A nondiabetic urinary tract is a moderately oxygenated environment containing urine made of low concentrations of amino acids and short peptides and trace amounts of transition metals, including iron (28, 29, 33). To successfully colonize nondiabetic urinary tract, UPEC must import and catabolize amino acids and short peptides via TCA cycle and gluconeogenesis. Based on the comparative transcriptomic analysis of UPEC isolated from human patients with uncomplicated UTI, Sintsova et al. have proposed that during UTI, UPEC shuts down metabolic machinery and diverts all available resources to replication and translational gene expression (37). In the presence of glycosuria, however, UPEC is expected to utilize glucose as a ready carbon source through glycolysis. The primary objective of this project was to assess whether such a shift toward glycolytic metabolism in the presence of glycosuria favors the fitness of UPEC in the urinary tract. For this, we compared UPEC physiology in either plain human urine or human urine supplemented with glucose.

The importance of peptide transport across bacterial membrane, gluconeogenesis, and TCA cycle in uropathogenesis of UPEC has been established in mouse models of ascending UTI, with UPEC deletion mutants targeting key enzymes of these pathways in the mice infected with WT UPEC (3841).

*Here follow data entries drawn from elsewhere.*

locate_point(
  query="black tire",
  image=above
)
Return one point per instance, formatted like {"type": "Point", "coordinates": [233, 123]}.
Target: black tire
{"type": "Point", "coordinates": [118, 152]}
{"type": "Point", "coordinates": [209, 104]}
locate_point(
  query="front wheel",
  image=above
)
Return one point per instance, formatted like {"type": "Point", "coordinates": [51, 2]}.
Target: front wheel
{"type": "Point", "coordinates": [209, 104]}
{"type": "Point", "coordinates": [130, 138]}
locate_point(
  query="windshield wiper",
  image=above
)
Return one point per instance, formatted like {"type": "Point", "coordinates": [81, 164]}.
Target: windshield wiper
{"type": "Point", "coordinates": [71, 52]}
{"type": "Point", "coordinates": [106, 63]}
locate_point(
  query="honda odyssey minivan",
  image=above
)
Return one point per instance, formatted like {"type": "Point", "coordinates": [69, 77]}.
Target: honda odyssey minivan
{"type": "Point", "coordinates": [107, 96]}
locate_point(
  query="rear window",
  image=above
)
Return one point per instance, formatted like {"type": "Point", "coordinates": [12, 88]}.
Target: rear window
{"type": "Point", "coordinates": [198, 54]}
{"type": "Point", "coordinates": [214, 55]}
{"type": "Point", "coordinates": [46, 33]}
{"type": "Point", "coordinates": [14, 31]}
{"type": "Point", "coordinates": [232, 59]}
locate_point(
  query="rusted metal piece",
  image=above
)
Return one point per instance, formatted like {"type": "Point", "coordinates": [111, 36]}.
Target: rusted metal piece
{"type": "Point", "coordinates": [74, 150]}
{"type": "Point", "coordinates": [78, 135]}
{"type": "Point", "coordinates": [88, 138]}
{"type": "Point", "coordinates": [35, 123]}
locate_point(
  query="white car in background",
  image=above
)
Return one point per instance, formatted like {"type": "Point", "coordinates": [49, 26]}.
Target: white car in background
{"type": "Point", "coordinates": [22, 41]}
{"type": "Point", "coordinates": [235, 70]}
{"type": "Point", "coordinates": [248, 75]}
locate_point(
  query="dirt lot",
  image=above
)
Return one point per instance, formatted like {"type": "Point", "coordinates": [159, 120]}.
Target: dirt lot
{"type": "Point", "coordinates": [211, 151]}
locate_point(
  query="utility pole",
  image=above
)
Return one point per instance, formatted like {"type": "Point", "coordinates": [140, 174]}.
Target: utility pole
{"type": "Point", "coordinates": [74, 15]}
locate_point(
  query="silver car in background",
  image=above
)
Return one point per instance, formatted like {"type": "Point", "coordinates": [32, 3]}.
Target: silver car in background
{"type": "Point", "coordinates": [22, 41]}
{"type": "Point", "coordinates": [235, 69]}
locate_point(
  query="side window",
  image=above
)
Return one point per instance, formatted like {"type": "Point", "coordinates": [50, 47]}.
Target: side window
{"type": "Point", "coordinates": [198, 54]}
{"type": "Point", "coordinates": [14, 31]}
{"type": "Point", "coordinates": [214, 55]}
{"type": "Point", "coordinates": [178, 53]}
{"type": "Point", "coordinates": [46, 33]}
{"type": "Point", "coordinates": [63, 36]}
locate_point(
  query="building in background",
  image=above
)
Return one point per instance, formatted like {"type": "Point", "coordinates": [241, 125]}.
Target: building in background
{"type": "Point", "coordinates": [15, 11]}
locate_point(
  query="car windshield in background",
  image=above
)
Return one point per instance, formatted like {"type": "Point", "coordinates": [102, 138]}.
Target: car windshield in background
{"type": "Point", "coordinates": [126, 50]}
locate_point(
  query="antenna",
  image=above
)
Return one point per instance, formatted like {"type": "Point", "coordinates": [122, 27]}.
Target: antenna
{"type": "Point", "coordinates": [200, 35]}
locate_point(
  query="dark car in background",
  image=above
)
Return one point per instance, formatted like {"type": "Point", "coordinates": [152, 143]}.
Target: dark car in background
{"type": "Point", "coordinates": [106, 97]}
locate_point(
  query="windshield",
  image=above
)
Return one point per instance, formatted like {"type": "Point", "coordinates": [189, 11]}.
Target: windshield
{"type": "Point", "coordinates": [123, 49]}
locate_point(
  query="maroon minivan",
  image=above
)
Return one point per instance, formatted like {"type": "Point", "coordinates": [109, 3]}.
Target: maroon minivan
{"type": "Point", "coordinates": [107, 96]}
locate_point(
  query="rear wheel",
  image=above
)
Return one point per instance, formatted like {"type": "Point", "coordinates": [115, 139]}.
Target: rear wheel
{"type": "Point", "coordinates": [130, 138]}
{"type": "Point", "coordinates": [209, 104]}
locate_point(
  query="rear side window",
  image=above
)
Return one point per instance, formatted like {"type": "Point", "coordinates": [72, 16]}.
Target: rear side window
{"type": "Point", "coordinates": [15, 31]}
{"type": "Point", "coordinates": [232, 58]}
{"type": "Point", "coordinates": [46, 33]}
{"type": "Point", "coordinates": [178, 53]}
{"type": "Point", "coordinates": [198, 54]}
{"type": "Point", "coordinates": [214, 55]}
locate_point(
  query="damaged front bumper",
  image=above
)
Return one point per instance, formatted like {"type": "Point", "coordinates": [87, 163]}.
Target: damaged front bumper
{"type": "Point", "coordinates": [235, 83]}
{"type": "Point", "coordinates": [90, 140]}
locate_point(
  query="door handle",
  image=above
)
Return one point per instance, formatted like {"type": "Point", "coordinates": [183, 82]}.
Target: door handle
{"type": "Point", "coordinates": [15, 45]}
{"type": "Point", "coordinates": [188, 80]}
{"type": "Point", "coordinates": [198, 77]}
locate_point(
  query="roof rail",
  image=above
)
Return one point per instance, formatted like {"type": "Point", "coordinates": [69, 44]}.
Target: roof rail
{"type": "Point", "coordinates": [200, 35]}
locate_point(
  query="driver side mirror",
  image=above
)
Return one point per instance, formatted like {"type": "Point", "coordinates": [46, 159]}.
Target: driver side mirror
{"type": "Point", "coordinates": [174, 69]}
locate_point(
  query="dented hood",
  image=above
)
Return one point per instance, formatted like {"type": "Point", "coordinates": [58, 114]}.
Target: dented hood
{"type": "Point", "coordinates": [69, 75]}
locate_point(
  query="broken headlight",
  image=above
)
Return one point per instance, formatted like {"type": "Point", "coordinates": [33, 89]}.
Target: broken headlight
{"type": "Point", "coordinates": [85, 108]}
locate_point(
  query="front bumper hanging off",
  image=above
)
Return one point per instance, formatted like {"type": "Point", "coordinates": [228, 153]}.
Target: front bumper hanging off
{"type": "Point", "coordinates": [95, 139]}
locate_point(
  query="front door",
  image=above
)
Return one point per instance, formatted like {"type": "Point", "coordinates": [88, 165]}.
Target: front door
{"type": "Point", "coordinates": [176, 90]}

We observed that transferring UTI89 from nutrient-rich LB to either plain human urine (UTI89-fU) or to glycosuria (UTI89-fUG) rapidly upregulates expression of genes encoding transporters of amino acids serine, arginine, and histidine, branched-chain amino acids (leucine, isoleucine, and valine), and dipeptides, suggesting that UTI89 continues to rely on utilization of amino acids. This concurs with (i) the observations from examination of transcriptome of UPEC isolated from the urine of humans with uncomplicated UTI or from the mouse urinary tract at 48 hpi (33, 42) and (ii) with previous research that UPEC mutants deficient in peptide transport (ΔdppA) are impaired in colonizing murine bladder and kidney tissues, while UPEC auxotrophs for arginine, serine, or glycine are not defective in a mouse model of ascending UTI, indicating that UPEC can import these amino acids from the urinary tract and metabolize them (39). Whether long-term access to glucose in urinary tract with glycosuria diverts UPEC from amino acid catabolism to glucose utilization remains to be determined. This idea is supported by RNA-seq observations that the expression of genes encoding enzymes from central carbon metabolism pathways, such as glycolysis/gluconeogenesis and TCA cycle, were significantly altered by 2-h exposure to fUG.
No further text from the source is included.